I have a 3 year funded PhD position starting in October 2018 to investigate 'Nanostructured molecular materials on surfaces'. The studentship is jointly supervised by Dr Sam Jarvis (http://www.lancaster.ac.uk/physics/about-us/people/samuel-jarvis) and funded through the Leverhulme Doctoral Training Centre in Material Social Futures. For more information please contact b.j.robinson@lancaster.ac.uk The successful PhD candidate will demonstrate an excellent academic record in physics, materials science or a related area, they will explore new methods for the scalable fabrication of ultrathin organic films with tailored quantum interference properties and tuneable electrode interactions. Traditionally, organic layers are formed from solution phase deposition via techniques such as molecular self-assembly or Langmuir-Blodgett deposition. Here you will use newly established UHV capabilities in Physics to explore sublimation deposition, the direct transition from a solid to gas phase without passing through the intermediate liquid phase, of a range of tailored organic materials. Broadly the PhD project will: •Develop new capability to deposit and subsequently couple multiple layers of organic and inorganic materials onto the surface of a range of metal and 2D material substrates.

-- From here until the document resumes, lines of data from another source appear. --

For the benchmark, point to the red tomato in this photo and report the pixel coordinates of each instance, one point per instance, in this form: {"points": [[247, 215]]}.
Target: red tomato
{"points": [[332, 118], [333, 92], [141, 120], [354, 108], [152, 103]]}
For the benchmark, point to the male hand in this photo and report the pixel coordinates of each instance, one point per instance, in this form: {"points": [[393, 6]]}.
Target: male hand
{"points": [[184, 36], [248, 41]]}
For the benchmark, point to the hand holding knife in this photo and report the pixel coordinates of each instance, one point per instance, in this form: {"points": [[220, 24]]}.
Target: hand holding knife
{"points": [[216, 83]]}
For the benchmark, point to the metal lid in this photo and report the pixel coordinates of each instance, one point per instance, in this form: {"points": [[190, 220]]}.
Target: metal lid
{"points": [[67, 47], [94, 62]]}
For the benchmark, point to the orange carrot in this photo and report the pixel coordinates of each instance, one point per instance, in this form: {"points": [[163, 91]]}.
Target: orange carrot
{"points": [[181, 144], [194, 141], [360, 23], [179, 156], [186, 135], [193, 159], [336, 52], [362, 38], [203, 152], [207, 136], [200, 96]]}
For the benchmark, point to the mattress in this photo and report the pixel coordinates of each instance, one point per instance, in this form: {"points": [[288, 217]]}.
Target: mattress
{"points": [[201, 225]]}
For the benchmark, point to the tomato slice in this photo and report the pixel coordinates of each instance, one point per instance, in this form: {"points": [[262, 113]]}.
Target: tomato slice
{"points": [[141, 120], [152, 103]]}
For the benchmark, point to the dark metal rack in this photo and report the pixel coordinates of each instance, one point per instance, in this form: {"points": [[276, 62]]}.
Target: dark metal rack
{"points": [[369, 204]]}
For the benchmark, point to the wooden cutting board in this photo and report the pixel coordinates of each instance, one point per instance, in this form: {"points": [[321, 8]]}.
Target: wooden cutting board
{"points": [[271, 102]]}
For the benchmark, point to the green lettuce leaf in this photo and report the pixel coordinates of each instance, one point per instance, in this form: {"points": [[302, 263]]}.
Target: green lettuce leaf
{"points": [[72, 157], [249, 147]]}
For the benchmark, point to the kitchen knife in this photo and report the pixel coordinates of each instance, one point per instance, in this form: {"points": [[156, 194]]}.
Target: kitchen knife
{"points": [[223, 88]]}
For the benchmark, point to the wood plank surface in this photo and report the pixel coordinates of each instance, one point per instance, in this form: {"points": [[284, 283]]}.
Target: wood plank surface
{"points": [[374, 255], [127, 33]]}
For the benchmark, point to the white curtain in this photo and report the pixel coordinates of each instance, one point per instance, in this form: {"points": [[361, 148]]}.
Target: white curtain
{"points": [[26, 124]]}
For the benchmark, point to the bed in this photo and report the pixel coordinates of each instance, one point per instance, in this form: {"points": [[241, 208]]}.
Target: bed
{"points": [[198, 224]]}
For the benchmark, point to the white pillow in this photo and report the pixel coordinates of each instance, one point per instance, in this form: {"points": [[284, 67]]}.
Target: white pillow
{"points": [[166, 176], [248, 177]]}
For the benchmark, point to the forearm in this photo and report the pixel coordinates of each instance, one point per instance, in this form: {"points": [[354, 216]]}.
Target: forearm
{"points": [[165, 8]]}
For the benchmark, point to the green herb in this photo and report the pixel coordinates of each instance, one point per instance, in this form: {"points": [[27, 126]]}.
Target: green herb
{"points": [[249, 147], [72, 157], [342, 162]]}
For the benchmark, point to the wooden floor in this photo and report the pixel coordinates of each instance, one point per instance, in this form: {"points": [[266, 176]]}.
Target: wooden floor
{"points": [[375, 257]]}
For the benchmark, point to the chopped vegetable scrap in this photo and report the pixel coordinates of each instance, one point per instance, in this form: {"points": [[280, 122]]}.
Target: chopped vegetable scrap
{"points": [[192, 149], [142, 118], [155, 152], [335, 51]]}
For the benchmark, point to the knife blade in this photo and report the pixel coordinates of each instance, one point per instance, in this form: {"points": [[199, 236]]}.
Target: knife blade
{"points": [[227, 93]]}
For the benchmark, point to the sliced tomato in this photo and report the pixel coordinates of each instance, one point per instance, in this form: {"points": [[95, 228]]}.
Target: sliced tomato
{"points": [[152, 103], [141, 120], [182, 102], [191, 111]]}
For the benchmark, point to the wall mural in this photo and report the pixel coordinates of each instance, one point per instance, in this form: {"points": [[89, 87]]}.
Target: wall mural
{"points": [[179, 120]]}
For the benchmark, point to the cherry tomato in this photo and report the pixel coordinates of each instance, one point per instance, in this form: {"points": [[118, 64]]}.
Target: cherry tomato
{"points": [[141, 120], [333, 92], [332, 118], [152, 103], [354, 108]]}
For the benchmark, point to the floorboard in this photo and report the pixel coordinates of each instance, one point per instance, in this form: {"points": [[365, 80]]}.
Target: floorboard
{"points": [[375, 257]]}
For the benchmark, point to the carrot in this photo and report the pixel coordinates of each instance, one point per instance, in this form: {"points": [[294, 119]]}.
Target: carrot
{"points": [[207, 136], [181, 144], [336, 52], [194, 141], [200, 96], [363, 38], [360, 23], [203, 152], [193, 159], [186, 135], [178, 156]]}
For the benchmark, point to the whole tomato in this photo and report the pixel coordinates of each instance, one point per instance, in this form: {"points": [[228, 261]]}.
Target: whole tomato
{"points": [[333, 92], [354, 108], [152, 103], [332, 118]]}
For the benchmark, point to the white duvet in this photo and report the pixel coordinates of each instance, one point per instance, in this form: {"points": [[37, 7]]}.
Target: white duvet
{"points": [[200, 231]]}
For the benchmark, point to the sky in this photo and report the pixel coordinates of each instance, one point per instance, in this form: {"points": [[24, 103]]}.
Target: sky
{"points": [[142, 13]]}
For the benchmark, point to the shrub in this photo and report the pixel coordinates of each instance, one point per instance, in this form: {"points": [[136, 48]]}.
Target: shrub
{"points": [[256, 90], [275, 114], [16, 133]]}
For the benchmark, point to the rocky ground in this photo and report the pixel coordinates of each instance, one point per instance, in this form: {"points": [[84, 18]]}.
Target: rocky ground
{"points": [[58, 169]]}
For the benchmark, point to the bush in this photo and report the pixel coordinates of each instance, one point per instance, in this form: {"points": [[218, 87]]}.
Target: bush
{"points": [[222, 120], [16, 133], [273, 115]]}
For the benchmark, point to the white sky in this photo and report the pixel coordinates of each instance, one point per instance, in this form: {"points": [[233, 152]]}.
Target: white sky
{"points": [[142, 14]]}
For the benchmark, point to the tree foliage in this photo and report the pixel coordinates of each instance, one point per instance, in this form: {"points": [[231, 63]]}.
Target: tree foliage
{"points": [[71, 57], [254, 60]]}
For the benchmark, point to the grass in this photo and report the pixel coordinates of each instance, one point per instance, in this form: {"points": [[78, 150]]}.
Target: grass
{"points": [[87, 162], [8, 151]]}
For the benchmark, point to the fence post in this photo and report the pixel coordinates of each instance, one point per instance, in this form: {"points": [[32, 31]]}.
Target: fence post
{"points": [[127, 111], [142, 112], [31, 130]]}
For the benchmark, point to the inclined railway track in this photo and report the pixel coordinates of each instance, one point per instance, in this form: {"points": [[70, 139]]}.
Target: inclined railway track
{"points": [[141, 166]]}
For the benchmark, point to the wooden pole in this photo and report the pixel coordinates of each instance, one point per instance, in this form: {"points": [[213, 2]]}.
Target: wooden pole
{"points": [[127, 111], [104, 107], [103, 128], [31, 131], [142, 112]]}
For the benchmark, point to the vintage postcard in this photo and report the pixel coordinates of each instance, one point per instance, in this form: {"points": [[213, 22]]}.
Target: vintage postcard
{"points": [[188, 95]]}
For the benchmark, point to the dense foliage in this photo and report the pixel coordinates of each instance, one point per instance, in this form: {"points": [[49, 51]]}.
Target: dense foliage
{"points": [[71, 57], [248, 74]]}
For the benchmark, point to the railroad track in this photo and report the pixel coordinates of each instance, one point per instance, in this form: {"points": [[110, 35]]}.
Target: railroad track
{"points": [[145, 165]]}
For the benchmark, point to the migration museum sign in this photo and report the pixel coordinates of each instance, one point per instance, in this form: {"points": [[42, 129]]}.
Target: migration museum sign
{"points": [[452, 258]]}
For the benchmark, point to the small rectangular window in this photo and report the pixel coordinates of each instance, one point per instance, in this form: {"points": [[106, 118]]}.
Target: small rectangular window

This approach to multi-layer asymmetric chemical assembly is highly novel. •The nanoscale properties of these films will be characterised in-situ in IsoLab using a suite of custom scanning probe microscopy systems to access nanoscale mechanical, electrical and topographical information with sub-molecular resolution. •Understand the detailed physics and chemistry of these materials with advanced simulation methods performed on Lancaster’s High End Computing (HEC) facility. Carried out concurrently to experiments, simulation will be used to drive and inform ongoing experiments. Additionally, I have projects available in experimental aspects of molecular electronics, thermal and electrical transport in 2D materials and their heterostructures, novel growth methods for 3D molecular architectures, and design, fabrication and characterisation of ultra-thin-film thermoelectric materials. Projects are offered on a competitive basis and are subject to availability of funding. Please get in contact for further information or discuss potential projects that are not listed above.

Profile

I hold a 50th anniversary lectureship in Physics and Functional Materials based within the Physics Department and the new Materials Science Institute at Lancaster University.

 

Current research interests

My research interests are highly interdisciplinary and concern advanced functional materials, surfaces and interfaces. I have authored or co-authored on more than 20 peer reviewed journal articles. Currently I am focusing on the following distinct themes:

• The design, synthesis and characterisation of nanoscale materials and devices including single molecule and nanoscale organic electronic systems and 2D materials and their applications.

• Advanced scanning probe microscopy for quantitative multi-parametric nanoscale mapping of material physical properties including nanomechanical, nanothermal and nanoelectromechanical responses.

• Interaction of materials with their local environment or medium of device deployment including interaction with substrates, liquid immersion and controlled humidity – high vacuum.

 

Background

Immediately prior to my lectureship, I was a senior research associate in the Physics department at Lancaster University where I was the work-package leader (SThM experiments and measurements) of the major European Commission programme ‘QUANTIHEAT’ (QUANTItative scanning probe microscopy techniques for HEAT transfer management in nanomaterials and nanodevices FP7-NMP-2013-LARGE-7) involving twenty international partners from academia and industry; previously I was the work-package (graphene characterisation and modelling) leader on 'GRENADA' (GRaphenE for NAnoscaleD Applications, FP7/2007-2013). Additionally, I have conducted research at University of Queensland, Daresbury Laboratory and Cranfield University.

I have a PhD in Physical Chemistry from the University of Wales (Supervisor Prof. Geoff Ashwell) and an MPhys from Sheffield University.

During my PhD I was awarded the 2007 Royal Society of Chemistry, Philip Lynn Adams memorial prize.